Eine zentrale Vorgabe wird leider noch nicht funktionieren. Denn ein europäisches Wahlrecht bedarf der Einstimmigkeit, und wir haben uns gerade erst eine blutige Nase geholt, als wir transnationale Wahllisten vorgeschlagen haben. Stattdessen müssten Mitgliedstaaten eigenverantwortlich für ihre nationalen Listen Vorgaben auf den Weg bringen. Die Mutigen und Progressiven werden am Ende vielleicht die Skeptischen davon überzeugen, dass eine wirkliche Gleichberechtigung zu einer besseren Politik führt und kein Mann davor Angst haben muss. Vor allem in den Köpfen muss sich etwas verändern.
Das EU-Parlament ist das eine, die Kommission das andere. Was ist dort möglich?
Einmal könnte sich das Europäische Parlament dazu verpflichten, nur dann eine Kommission ins Amt zu setzen, wenn sie paritätisch besetzt ist. Und zum anderen könnte die Bundesregierung mit gutem Beispiel vorangehen und eine Kandidatin für die Kommission nominieren.
Wie praktisch, dass die SPD für die Europawahl eine Spitzenkandidatin hat. Wollen Sie Katarina Barley in die Kommission schicken?
Katarina Barley wäre natürlich hervorragend geeignet. Aber darüber muss die Bundesregierung erst noch entscheiden.
Gab es in der Regierung zumindest schon Gespräche über die Selbstverpflichtung auf eine Frau als Kommissarin?
Ich würde mich freuen, wenn darüber zu gegebener Zeit ernsthaft verhandelt wird.
Sie sagten vorhin, Parität mache die Politik besser. Warum soll das so sein?

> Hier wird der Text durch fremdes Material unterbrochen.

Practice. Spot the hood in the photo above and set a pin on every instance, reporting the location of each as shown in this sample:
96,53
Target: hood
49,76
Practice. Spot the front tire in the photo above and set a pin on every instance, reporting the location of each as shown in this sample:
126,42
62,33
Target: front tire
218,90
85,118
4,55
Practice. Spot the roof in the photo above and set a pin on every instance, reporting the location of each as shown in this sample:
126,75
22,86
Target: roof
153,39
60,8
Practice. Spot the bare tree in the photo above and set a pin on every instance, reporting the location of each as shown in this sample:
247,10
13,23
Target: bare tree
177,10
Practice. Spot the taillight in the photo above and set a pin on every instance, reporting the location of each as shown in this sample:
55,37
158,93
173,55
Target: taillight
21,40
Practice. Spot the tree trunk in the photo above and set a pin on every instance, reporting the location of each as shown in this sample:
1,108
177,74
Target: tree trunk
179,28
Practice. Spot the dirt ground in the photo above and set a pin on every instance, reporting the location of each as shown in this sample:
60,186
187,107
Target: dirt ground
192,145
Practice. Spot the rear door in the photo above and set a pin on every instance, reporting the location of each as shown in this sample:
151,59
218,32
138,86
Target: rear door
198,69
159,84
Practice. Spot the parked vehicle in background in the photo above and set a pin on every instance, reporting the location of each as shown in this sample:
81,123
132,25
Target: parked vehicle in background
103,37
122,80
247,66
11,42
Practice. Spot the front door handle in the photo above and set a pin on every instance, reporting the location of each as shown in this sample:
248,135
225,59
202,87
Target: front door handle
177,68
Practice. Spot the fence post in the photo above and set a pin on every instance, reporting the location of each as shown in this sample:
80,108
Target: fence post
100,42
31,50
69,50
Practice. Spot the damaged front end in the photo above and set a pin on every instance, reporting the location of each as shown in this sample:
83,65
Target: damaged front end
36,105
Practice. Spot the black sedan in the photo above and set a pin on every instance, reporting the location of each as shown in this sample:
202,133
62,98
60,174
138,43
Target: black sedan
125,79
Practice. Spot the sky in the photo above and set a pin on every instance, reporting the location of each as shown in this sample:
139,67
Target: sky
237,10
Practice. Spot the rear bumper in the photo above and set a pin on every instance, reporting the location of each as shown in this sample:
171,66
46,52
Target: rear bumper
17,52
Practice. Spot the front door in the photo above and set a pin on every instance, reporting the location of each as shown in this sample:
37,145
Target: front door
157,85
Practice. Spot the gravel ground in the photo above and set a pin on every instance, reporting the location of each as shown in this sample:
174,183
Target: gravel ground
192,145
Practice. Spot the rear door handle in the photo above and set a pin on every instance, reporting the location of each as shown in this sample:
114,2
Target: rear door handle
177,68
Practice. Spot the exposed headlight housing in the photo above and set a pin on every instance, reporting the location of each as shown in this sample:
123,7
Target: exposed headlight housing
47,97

Männer sind ja nicht per se schlecht und Frauen nicht per se gut. Aber das Miteinander verschiedener Perspektiven macht die Dinge prinzipiell besser. Frauen sind in einigen Bereichen empathischer, viele haben auch selbst Diskriminierung erlebt, das schärft den Blick.
Wenn das stimmt, wäre es naheliegend, auch die Führungspositionen im Auswärtigen Amt paritätisch zu besetzen. Davon sind Sie aber noch weit entfernt.

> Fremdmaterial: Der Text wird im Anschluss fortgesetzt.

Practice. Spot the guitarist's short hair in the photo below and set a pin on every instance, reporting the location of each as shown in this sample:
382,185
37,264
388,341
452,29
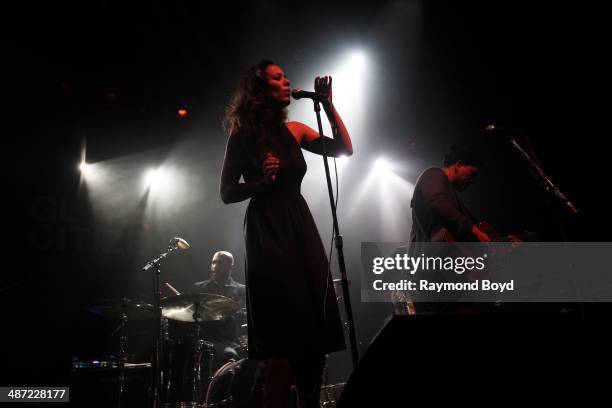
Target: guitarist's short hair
466,153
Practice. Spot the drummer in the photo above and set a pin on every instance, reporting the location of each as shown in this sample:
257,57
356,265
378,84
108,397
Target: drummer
221,282
223,334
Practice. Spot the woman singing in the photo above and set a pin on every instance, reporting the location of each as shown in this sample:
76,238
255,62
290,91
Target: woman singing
293,316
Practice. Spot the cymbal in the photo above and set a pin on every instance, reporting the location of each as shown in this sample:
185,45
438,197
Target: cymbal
211,307
115,308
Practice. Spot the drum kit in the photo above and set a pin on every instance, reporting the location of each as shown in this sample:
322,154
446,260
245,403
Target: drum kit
195,374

In den vergangenen Jahren hat sich vieles getan, aber bei Weitem nicht genug. Gerade mal 16 Prozent der deutschen Auslandsvertretungen werden von Frauen geführt. Aber bei den Abteilungsleitungen sind wir durch eine bewusste Politik, die auch von Heiko Maas angestoßen wurde, schon einen Schritt vorangekommen. Insgesamt haben wir inzwischen ein knappes Drittel an Frauen in Leitungsfunktionen.
Was heißt bewusste Politik? Haben Sie Quoten für Führungspositionen?
Wir haben uns auf die Fahnen geschrieben, eine aktive Politik der Geschlechtergerechtigkeit zu betreiben. Für jede Leitungsposition wird gezielt nach Kolleginnen gesucht.
Sie sagten eben selbst: Freiwillige Quoten bringen nichts.
Es ist ein Anfang. In unserem Haus hat das Thema über viele Jahre hinweg eine viel zu kleine Rolle gespielt.
Stoßen Sie mit Ihrem Kurs unter etablierten Diplomaten auch auf Widerstand?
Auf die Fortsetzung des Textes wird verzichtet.